Spotkanie lepiej rozpoczęli zawodnicy Wisły Kraków, którzy od pierwszych minut narzucili Bułgarom swoje warunki gry, co miało odzwierciedlenie na boisku. Swoją przewagę Biała Gwiazda udokumentowała w 28. minucie, kiedy to Rodado strzałem na raty pokonał bramkarza Hebaru, umieszczając piłkę w siatce. Zielono-Biali nie zamierzali jednak składać broni i dwie minuty później byli bliscy trafienia wyrównującego, kiedy to po uderzeniu z rzutu wolnego piłka nieznacznie minęła bramkę strzeżoną przez Brodę. Jeszcze przed przerwą swoją szansę wypracowali sobie Wiślacy, a konkretnie wprowadzony na plac gry Gruszkowski, który trafił jednak prosto w ręce golkipera.

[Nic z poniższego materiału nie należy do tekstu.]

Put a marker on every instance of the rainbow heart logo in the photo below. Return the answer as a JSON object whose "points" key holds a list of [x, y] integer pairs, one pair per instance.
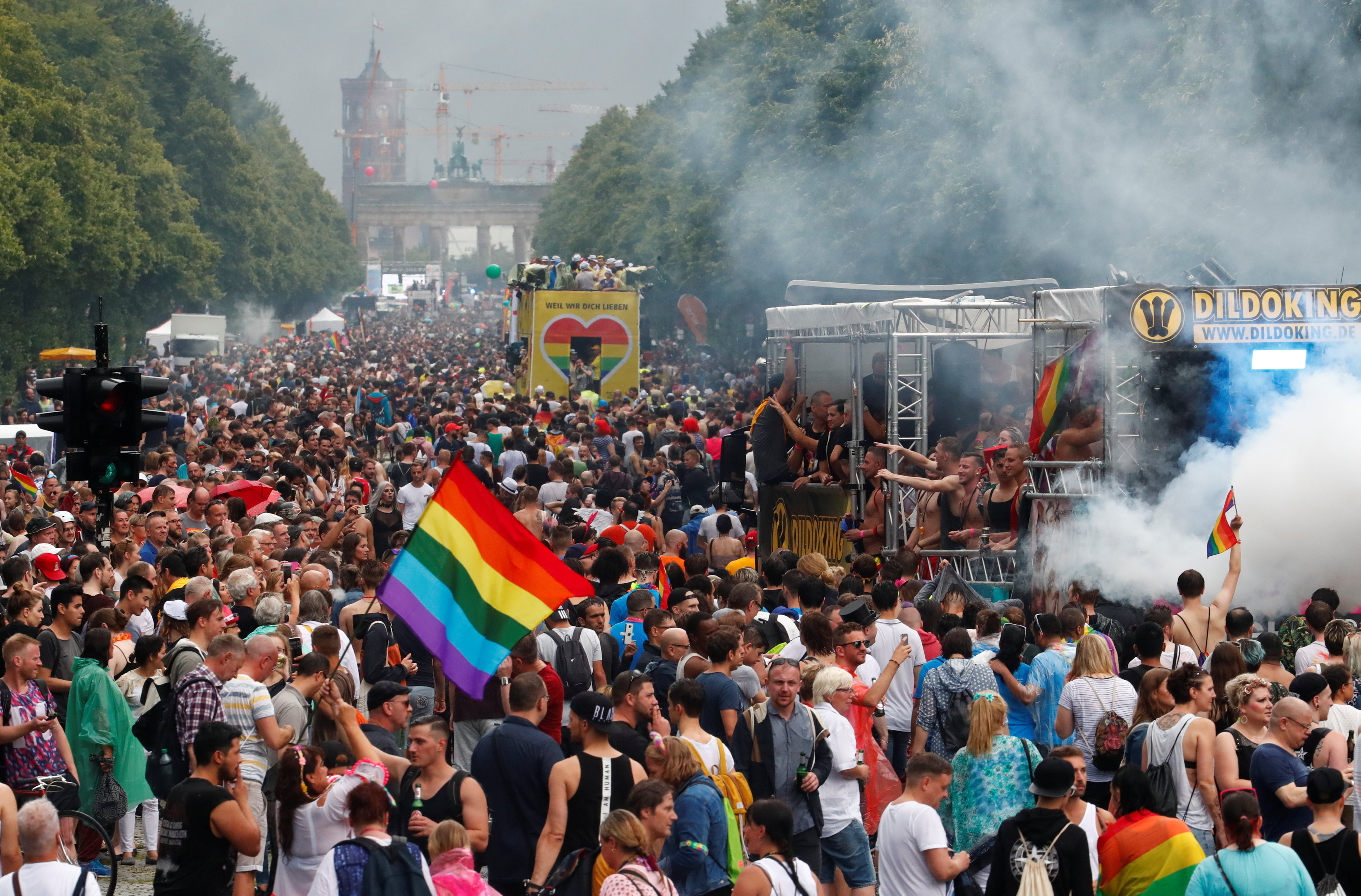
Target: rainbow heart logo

Jeden z przodu, zero z tyłu
Cztery minuty po zmianie stron szczęście sprzyjało Wiśle, którą przed utratą bramki uratował słupek. Hebar ruszył z natarciem, próbując odrobić jednobramkową stratę, jednak gracze spod Wawelu umiejętnie odpierali ataki rywala, wyprowadzając przy tym szybkie kontrataki. W finalnym rozrachunku żadnej ze stron nie udało się trafić do siatki, skutkiem czego piątkowa potyczka zakończyła się wygraną Białej Gwiazdy, która pokonała FC Hebar Pazadzhik 1:0.

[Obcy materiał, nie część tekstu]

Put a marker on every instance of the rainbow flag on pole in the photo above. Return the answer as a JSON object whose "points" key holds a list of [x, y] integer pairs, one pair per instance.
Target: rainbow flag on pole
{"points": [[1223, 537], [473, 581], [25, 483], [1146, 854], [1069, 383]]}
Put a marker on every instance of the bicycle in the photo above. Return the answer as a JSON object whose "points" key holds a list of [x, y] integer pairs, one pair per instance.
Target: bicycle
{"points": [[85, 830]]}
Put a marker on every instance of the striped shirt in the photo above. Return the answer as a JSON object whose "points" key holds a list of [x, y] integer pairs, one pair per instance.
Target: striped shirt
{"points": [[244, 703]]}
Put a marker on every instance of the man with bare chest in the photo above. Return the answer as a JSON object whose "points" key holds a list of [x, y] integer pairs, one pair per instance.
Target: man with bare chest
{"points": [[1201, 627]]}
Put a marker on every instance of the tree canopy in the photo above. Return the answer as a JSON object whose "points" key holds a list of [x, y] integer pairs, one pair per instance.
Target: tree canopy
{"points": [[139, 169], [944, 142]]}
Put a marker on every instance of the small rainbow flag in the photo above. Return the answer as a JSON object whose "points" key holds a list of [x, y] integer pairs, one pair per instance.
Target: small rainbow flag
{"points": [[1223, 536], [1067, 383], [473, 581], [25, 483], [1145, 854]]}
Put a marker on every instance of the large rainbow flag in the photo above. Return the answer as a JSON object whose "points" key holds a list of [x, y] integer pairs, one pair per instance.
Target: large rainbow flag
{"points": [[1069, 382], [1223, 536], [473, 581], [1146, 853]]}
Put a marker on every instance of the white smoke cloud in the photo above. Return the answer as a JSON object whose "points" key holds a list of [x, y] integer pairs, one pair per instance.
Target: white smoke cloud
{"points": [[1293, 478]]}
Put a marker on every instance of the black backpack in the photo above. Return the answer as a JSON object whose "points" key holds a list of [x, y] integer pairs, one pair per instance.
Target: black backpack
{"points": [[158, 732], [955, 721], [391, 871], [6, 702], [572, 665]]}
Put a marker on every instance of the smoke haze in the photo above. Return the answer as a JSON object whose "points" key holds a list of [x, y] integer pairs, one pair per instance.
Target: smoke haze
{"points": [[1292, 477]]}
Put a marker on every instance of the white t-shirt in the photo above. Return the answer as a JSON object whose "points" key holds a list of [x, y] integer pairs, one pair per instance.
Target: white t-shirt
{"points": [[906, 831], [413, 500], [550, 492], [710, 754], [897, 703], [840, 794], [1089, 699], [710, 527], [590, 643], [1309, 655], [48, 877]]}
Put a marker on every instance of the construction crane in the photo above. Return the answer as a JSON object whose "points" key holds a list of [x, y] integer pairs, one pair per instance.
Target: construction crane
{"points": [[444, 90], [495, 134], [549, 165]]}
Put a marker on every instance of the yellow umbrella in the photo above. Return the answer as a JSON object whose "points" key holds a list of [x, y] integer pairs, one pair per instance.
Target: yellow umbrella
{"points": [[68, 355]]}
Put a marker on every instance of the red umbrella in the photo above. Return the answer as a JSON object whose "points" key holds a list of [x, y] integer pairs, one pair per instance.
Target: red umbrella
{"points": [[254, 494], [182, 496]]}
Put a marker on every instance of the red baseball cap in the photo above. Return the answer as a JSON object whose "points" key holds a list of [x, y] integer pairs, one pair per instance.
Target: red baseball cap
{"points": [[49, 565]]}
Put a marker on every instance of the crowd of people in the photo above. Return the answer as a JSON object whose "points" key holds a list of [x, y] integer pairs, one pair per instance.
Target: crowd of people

Wisła Kraków - FC Hebar Pazadzhik 1:0 (1:0)
1:0 Rodado 28’
Wisła Kraków: Broda (66’ Frątczak) - Jaroch (73’ Szot), Łasicki, Moltenis (73’ Skrobański), Juncà (73’ Krzyżanowski) - Duda, Basha (66’ Sapała) - Talar (79’ Szywacz), Fernández (66’ Cissé), Mula (31’ Gruszkowski) - Rodado (66’ Żyro)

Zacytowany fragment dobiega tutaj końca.